Сейчас, спустя много лет, отчетливо помнится поразившее при первой встрече ощущение контраста размеров обычной московской двухкомнатной квартиры и величественной фигуры отворившего дверь ее хозяина. Огромного роста, косая сажень в плечах, в свободной серой рабочей куртке, он внимательно просветил меня жестким излучением светлых пристальных глаз.
А потом взгляд смягчился, засветился доверием и даже, показалось, каким-то по-мальчишески задорным выражением. Ни разу за все так незаметно пролетевшее время наших бесед мне не пришло в голову, что он похож на «пришедшего из будущего» Дар Ветра, героя первого его фантастического романа «Туманность Андромеды», как это виделось А. И. Шалимову. Хотя, прочитав статью «Дар Ветер среди нас» я не могу не признать, что ощущение этого несомненного сходства неосознанно жило во мне, но относясь, так сказать, к прошлому. Очевидно потому, что я увидела Ивана Антоновича уже немолодым, главной его чертой показалась мне не богатырская удаль и сила, но глубокая, какая-то издревле идущая мудрость, и в славянских его чертах я с удивлением узнавала чеканную эпическую пластику давно ушедших великих и мудрых народов.
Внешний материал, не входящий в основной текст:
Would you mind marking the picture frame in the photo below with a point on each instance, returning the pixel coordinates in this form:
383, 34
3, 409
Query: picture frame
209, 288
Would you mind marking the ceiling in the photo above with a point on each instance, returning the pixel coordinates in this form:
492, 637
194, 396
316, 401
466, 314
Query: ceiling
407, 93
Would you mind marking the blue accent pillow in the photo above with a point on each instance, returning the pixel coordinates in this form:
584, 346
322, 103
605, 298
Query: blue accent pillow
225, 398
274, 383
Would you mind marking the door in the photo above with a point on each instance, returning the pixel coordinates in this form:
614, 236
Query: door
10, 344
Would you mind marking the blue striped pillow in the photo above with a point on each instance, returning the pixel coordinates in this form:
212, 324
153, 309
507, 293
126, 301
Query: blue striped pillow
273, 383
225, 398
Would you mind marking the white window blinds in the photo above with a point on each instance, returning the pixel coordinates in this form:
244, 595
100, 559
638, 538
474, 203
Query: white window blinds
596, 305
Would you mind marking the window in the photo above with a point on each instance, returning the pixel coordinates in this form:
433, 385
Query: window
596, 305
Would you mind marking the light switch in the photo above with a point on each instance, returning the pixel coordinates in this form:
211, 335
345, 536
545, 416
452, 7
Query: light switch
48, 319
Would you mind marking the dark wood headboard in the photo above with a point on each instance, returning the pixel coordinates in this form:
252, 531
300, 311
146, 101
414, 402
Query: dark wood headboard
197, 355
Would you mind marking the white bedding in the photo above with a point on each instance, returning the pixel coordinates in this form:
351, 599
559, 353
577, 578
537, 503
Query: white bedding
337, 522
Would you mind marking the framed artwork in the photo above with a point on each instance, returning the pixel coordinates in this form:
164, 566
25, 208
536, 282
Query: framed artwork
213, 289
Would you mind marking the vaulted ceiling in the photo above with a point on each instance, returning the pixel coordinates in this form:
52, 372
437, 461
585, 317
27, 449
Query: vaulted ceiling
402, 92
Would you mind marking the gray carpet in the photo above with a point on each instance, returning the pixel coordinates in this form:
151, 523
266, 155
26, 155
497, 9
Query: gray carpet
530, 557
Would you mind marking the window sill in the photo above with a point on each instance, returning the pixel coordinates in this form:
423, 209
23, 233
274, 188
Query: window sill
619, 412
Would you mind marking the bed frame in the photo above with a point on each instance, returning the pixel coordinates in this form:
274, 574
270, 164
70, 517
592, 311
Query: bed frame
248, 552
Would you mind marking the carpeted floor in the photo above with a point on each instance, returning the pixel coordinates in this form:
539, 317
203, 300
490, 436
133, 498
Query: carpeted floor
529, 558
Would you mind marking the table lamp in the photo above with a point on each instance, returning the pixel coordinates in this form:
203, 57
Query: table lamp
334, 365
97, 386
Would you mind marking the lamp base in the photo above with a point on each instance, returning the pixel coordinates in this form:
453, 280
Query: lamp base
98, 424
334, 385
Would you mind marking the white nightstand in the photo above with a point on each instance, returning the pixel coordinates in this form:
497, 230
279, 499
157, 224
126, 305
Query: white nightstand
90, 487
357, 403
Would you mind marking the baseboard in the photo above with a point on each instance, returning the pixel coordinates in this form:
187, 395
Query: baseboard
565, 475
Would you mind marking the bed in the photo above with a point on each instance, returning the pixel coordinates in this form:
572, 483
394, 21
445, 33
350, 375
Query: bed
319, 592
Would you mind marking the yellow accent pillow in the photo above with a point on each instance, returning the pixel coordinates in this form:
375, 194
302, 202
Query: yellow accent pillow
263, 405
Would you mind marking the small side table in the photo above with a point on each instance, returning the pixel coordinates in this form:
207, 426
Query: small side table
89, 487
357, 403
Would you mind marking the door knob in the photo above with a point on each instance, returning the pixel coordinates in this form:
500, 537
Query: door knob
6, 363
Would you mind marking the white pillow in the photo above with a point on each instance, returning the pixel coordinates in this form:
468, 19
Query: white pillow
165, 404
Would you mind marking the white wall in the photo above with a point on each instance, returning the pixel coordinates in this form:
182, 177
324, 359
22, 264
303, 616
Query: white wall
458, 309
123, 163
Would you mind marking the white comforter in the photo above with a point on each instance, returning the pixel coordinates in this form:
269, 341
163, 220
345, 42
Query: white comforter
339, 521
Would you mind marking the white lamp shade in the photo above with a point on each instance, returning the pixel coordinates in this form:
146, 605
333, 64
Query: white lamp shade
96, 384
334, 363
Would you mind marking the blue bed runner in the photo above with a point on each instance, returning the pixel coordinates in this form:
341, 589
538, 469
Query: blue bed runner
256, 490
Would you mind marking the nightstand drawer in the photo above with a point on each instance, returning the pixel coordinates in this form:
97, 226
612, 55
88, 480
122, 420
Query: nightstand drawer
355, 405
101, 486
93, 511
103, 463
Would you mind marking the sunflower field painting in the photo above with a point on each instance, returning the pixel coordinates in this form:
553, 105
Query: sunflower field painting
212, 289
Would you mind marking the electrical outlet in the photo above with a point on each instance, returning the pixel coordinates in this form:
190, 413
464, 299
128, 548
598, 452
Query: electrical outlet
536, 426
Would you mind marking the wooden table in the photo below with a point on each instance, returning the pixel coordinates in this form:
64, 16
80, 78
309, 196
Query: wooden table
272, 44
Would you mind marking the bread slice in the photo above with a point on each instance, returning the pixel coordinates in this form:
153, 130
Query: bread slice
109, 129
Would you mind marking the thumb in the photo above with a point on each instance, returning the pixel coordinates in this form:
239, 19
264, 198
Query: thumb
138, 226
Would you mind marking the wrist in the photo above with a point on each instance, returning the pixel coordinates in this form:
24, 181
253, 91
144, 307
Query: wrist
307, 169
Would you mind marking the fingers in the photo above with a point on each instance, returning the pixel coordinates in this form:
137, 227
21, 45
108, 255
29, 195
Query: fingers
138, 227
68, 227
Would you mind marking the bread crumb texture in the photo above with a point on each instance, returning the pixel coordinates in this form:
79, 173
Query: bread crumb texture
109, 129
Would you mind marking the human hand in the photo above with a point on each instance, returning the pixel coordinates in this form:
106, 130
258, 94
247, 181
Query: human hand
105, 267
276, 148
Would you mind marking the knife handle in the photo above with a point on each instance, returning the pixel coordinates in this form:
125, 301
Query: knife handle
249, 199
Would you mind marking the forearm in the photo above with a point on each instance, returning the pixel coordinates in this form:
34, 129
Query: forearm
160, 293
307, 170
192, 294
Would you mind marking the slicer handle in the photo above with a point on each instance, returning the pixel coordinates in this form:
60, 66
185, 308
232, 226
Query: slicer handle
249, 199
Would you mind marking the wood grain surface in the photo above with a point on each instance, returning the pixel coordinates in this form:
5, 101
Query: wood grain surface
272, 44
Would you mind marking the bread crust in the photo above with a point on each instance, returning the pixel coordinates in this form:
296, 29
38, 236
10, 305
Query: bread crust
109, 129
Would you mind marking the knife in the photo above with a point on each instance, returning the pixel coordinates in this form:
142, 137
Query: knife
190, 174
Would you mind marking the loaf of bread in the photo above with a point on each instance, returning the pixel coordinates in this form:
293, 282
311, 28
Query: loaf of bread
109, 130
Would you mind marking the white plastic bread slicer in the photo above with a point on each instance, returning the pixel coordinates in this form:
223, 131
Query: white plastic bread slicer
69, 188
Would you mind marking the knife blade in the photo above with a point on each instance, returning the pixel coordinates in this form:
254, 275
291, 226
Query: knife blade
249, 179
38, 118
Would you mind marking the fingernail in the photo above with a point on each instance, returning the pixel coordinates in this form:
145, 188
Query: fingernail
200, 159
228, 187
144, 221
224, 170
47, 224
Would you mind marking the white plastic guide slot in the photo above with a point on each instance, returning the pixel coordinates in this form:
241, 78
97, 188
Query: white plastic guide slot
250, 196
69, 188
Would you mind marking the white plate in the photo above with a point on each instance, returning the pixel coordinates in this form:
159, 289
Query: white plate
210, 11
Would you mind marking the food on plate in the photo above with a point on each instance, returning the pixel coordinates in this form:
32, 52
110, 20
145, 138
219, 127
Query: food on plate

Конечно, такому впечатлению в немалой мере способствовал и «музейный» интерьер ефремовского дома. Все в нем было редкостно, доподлинно, чудесно — коллекции минералов, книги по всевозможным отраслям знаний, документальные фотографии, рисунки и картины, настоящие тибетские танки — иконы на шелке, завораживающие магией строго центрических композиций красочных изображений-символов. По обеим сторонам всегда открытой двери в рабочий кабинет симметрично, «стражами порога», высились два огромных африканских копья с мощными короткими лезвиями, а поодаль стояло и третье — точная деревянная копия боевого копья масаев с длинным и широким острием. Над входной дверью в квартиру — другой страж — древний буддийский керамический арслан, фантастический лев с хвостом яка — память о трехлетней комплексной советско-монгольской экспедиции в Гоби, которой Иван Антонович руководил в 1946–1949 годах. Широко известным естественнонаучным ее результатом стала уникальная коллекция скелетов исполинских динозавров в Государственном музее палеонтологии, а результатом художественным — документальная повесть «Дорога ветров». Вспоминая и снова переживая те вольные и счастливые дни, Иван Антонович доставал из потаенных своих архивов, показывал и комментировал экспедиционные фотографии Особенно запомнилось мне описание раскопанного древнейшего захоронения, в котором под неподъемным даже для экспедиционной лебедки каменным монолитом лежал огромный свыше двух метров, костяк человека какой-то неизвестной пока науке до-монгольской народности. «Эта
И, конечно, разговор неизменно возвращался к Центрально-Азиатской экспедиции Рерихов, монгольский отрезок пути которой пролегал в непосредственном соседстве (по гобийским масштабам) с маршрутами экспедиции Ефремова.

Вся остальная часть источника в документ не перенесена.